Report of Independent Registered Public Accounting Firm

The Board of Directors
Synta Pharmaceuticals Corp.:

        We have audited the accompanying consolidated balance sheet of Principia Associates, Inc. (the Company), a development-stage company, as of September 20, 2002, and the related consolidated statements of operations, stockholders' equity and cash flows for the period from inception (June 17, 2002) through September 20, 2002. These consolidated financial statements are the responsibility of the Company's management. Our responsibility is to express an opinion on these financial statements based on our audit.

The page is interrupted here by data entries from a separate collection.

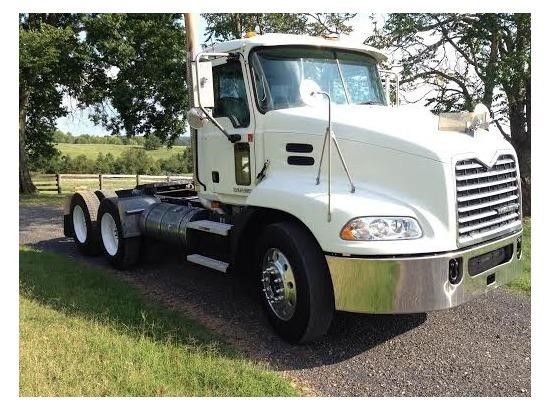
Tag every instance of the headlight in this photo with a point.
(381, 228)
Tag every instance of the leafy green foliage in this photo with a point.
(152, 142)
(51, 60)
(465, 59)
(137, 80)
(228, 26)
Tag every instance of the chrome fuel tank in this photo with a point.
(168, 222)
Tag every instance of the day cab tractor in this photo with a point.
(312, 186)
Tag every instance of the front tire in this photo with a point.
(295, 283)
(122, 253)
(83, 218)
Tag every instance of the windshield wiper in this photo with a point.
(370, 103)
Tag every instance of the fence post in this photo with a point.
(58, 182)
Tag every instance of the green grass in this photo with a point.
(92, 150)
(523, 282)
(52, 199)
(69, 185)
(83, 332)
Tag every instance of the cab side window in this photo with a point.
(230, 94)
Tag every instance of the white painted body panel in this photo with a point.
(399, 161)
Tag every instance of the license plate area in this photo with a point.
(481, 263)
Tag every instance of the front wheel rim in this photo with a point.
(109, 234)
(79, 224)
(279, 284)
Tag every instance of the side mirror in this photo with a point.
(203, 84)
(196, 118)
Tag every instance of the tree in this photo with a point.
(51, 59)
(137, 79)
(227, 26)
(469, 58)
(152, 143)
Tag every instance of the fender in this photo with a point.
(130, 210)
(300, 197)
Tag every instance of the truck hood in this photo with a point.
(409, 129)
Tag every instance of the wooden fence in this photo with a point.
(63, 182)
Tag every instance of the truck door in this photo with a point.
(226, 168)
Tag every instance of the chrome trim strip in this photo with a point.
(415, 284)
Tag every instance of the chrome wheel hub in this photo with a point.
(278, 284)
(109, 234)
(79, 224)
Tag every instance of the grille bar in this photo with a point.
(487, 204)
(487, 194)
(485, 184)
(486, 174)
(489, 223)
(487, 198)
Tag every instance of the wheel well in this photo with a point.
(248, 227)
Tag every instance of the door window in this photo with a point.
(230, 94)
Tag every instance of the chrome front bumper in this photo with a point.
(416, 284)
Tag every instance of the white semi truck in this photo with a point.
(310, 185)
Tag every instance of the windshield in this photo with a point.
(348, 77)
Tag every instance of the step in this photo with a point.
(211, 263)
(217, 228)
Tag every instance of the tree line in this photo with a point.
(150, 143)
(464, 59)
(128, 70)
(131, 161)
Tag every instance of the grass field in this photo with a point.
(50, 199)
(69, 185)
(83, 332)
(92, 150)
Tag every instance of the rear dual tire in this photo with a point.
(83, 218)
(122, 253)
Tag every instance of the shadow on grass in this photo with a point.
(85, 291)
(80, 289)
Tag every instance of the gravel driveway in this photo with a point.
(478, 349)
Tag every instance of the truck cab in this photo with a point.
(322, 193)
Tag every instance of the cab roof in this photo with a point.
(278, 39)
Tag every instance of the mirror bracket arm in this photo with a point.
(232, 138)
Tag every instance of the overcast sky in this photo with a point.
(77, 121)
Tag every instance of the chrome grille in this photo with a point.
(488, 199)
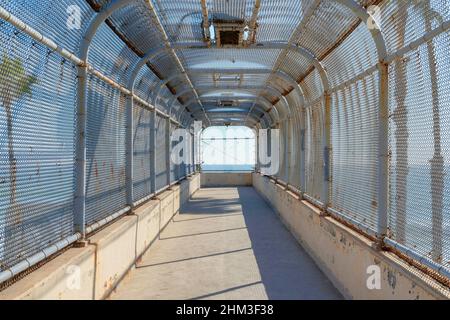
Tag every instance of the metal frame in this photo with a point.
(84, 69)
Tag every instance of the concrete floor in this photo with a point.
(226, 243)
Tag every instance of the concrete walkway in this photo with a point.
(227, 243)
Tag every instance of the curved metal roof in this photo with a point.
(183, 63)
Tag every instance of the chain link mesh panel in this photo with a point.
(142, 173)
(161, 169)
(354, 133)
(314, 150)
(420, 150)
(105, 140)
(37, 99)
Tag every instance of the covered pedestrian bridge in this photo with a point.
(102, 190)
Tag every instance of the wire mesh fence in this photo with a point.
(39, 98)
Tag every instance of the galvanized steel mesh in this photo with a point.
(38, 118)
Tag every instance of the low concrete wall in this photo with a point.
(344, 255)
(94, 271)
(226, 179)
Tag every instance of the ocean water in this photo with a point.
(228, 167)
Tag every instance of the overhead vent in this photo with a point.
(227, 103)
(229, 38)
(228, 33)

        We conducted our audit in accordance with the standards of the Public Company Accounting Oversight Board (United States). Those standards require that we plan and perform the audit to obtain reasonable assurance about whether the financial statements are free of material misstatement. An audit includes examining, on a test basis, evidence supporting the amounts and disclosures in the financial statements. An audit also includes assessing the accounting principles used and significant estimates made by management, as well as evaluating the overall financial statement presentation. We believe that our audit provides a reasonable basis for our opinion.

        In our opinion, the consolidated financial statements referred to above present fairly, in all material respects, the financial position of Principia Associates, Inc. as of September 20, 2002, and the results of their operations and their cash flows for the period from inception (June 17, 2002) through September 20, 2002 in conformity with United States generally accepted accounting principles.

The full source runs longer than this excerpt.